La méthode traditionnellement utilisée pour l’analyse du TPP est celle d’Aspila et al. (1976), qui comprend la combustion et l’hydrolyse des échantillons. Cependant, elle produit des résultats non reproductibles et sous-estime le TPP comme nous avons pu le constater lors de nos expériences. Nous avons donc adopté la méthode améliorée de Solórzano et Sharp (1980) introduisant un oxydant (MgSO4) qui est indispensable pour une combustion homogène et totale du filtre/échantillon.
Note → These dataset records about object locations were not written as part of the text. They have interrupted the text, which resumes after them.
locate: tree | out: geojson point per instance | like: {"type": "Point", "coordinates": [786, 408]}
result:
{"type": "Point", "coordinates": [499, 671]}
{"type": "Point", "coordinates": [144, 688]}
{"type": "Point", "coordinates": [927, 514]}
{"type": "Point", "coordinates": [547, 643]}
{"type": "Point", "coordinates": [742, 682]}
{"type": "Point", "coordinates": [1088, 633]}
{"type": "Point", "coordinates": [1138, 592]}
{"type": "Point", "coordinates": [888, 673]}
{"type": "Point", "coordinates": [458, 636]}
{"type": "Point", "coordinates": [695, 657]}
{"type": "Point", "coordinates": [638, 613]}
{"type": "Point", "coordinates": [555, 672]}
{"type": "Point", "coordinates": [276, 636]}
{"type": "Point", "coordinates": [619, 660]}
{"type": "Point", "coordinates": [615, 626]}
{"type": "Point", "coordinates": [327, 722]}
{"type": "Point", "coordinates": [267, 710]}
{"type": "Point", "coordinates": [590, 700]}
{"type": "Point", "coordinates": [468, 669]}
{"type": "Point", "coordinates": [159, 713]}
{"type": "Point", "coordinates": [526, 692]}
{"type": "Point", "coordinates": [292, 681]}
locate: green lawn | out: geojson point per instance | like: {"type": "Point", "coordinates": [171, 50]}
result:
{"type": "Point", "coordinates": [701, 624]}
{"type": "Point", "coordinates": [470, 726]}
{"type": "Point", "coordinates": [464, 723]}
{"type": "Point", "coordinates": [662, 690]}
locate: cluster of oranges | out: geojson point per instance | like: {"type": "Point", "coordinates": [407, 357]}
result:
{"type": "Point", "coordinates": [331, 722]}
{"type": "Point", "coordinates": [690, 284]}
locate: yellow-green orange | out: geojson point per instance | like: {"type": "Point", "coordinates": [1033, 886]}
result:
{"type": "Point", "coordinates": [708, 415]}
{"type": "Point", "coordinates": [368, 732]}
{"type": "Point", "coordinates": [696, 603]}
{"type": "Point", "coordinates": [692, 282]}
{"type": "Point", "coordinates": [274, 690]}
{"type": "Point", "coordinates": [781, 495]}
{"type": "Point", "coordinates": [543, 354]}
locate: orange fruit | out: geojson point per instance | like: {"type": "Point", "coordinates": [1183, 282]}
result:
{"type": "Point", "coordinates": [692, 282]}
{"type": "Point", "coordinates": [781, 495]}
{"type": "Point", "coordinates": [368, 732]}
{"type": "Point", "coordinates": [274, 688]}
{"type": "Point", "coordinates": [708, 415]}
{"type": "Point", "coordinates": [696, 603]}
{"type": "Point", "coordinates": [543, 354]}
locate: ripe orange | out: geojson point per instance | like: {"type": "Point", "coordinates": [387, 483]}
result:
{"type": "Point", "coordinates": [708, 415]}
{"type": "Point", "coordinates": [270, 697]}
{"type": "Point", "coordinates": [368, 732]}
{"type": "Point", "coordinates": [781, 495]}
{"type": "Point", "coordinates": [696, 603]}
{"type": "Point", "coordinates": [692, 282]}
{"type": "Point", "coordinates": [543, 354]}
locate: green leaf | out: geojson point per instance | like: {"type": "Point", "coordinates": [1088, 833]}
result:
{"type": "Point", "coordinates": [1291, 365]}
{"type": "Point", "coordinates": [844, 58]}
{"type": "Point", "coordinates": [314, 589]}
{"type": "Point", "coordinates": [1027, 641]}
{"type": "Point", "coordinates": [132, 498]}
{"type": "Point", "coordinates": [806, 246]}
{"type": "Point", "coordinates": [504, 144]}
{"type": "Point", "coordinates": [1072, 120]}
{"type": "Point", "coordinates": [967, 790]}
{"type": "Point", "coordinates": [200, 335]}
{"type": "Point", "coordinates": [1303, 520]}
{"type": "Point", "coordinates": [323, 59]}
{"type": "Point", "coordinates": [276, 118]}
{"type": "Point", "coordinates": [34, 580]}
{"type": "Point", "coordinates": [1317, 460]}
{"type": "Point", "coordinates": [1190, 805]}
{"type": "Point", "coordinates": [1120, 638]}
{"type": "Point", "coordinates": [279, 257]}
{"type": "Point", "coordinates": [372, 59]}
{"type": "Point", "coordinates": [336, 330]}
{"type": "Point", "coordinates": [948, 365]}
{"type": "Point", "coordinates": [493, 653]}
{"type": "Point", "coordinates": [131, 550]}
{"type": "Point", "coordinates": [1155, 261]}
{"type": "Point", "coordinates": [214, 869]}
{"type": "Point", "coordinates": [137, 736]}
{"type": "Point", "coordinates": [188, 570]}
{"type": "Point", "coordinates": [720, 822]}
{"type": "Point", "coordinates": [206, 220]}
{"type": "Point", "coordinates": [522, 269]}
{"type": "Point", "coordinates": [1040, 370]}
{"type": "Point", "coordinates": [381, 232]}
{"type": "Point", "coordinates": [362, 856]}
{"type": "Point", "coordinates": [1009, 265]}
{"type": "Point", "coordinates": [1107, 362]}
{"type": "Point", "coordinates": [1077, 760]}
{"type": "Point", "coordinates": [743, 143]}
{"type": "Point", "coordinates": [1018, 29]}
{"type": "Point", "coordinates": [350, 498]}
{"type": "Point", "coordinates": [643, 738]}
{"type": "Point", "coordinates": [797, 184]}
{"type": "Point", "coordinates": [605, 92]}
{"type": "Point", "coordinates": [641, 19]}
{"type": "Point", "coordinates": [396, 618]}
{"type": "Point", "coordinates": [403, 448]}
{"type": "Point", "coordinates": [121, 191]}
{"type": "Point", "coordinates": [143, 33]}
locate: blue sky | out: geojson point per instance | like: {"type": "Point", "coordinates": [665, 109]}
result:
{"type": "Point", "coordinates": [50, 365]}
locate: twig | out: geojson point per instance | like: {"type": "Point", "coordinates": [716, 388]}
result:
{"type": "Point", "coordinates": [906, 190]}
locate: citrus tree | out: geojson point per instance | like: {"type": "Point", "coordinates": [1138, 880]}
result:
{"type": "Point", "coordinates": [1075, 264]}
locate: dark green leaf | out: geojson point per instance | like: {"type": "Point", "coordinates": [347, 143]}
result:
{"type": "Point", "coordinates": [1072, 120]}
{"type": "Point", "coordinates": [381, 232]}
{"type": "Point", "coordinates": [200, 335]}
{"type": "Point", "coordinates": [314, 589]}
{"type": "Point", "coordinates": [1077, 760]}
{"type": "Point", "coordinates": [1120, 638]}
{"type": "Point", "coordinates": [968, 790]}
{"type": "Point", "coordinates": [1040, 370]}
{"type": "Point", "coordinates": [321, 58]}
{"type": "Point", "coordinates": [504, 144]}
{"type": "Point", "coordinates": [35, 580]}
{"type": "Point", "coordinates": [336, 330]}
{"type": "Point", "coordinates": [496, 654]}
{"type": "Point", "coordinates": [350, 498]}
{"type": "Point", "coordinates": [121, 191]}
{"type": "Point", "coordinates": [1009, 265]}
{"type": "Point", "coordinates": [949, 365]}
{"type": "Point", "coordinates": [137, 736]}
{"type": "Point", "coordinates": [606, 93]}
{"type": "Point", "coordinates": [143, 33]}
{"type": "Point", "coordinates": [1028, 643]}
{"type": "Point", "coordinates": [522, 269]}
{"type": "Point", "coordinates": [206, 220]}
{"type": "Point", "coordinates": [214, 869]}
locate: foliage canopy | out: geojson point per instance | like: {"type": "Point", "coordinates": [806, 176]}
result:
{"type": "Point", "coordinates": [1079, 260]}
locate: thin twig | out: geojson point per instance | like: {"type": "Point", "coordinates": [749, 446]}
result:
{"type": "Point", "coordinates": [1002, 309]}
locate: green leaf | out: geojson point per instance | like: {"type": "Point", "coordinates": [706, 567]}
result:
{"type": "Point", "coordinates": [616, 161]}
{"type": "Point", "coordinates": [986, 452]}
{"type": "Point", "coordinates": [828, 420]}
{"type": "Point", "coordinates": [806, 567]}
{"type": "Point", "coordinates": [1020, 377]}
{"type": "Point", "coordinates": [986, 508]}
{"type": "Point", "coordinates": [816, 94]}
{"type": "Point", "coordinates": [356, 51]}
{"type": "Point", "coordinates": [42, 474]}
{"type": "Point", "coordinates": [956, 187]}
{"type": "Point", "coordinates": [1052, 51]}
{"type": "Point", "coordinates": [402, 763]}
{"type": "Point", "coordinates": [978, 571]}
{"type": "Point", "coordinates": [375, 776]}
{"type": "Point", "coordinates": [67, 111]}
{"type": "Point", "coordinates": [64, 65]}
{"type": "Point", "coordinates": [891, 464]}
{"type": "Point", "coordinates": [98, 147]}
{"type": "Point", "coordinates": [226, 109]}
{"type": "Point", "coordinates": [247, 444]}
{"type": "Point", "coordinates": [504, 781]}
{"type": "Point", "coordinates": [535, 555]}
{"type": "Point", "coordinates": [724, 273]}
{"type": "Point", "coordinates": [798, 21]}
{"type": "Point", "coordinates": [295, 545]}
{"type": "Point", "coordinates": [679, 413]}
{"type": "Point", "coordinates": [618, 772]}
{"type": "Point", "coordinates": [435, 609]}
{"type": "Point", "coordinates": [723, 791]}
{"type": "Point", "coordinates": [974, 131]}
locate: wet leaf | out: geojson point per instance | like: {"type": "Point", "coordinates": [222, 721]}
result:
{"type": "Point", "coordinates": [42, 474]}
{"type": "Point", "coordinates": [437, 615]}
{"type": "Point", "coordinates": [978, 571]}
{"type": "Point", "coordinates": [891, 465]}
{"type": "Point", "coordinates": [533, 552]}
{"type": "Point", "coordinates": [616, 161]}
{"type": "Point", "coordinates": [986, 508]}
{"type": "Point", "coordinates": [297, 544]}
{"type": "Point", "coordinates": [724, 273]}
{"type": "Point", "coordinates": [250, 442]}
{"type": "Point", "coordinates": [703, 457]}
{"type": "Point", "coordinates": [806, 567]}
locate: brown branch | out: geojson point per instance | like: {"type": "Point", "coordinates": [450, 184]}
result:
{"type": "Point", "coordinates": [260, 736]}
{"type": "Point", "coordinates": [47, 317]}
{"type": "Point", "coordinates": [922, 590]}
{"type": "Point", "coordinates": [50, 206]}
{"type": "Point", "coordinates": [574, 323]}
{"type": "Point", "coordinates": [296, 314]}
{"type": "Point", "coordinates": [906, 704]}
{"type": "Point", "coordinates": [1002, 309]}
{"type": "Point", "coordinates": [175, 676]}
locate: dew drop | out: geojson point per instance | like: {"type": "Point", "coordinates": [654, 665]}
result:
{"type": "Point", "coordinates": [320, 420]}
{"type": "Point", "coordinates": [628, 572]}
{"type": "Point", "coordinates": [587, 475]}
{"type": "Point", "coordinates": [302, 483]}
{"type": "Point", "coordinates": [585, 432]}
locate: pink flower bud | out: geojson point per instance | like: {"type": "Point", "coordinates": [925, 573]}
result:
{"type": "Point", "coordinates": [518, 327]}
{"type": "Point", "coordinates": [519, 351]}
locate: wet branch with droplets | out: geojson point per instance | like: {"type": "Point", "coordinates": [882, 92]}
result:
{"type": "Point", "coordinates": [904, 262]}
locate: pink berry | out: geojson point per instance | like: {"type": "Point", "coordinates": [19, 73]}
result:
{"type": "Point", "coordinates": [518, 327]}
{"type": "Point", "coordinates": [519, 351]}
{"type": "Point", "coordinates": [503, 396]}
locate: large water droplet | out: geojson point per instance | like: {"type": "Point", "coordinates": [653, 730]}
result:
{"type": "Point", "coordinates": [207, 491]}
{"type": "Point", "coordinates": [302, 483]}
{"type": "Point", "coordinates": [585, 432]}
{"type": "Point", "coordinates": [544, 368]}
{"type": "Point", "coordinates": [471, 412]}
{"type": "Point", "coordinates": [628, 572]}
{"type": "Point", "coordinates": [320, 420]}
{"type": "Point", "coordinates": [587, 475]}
Les résultats de Labry et al. (2013) révèlent aussi que cette technique est la plus performante.

L’analyse du PIP est souvent réalisée par la méthode d’Aspila et al. (1976) qui comprend uniquement une digestion acide (HCl, 1 M) afin de mettre en solution les formes inorganiques de P. Le fait est que dans cette méthode une partie du POP est également mise en solution (particulièrement des nucléotides di-P et tri-P) (Miyata et al., 1986 ; Worsfold et al., 2008) ce qui induit une surestimation du PIP. A contrario, la récente étude de Labry et al. (2013) a prouvé sur des échantillons naturels et standards qu’il existe une importante sous-estimation du PIP due à la faible hydrolyse des poly-P (entre 41 et 49 % du total) sous les conditions de pH et de température du test. Malgré cela, cette méthode continue d’être la plus performante parmi les méthodes existantes.

En somme, les effets indésirables de surestimation ou sous-estimation dans nos résultats dépendraient non seulement du protocole utilisé mais aussi de la composition des échantillons. Nous avons donc validé les mesures du TPP et du TDP par une deuxième méthode (ICP-AES). Après tout ce qui vient d'être commenté, il semble évident qu’il est nécessaire de réaliser deux analyses en parallèle avec deux méthodes différentes afin de valider les résultats de spéciation du phosphore.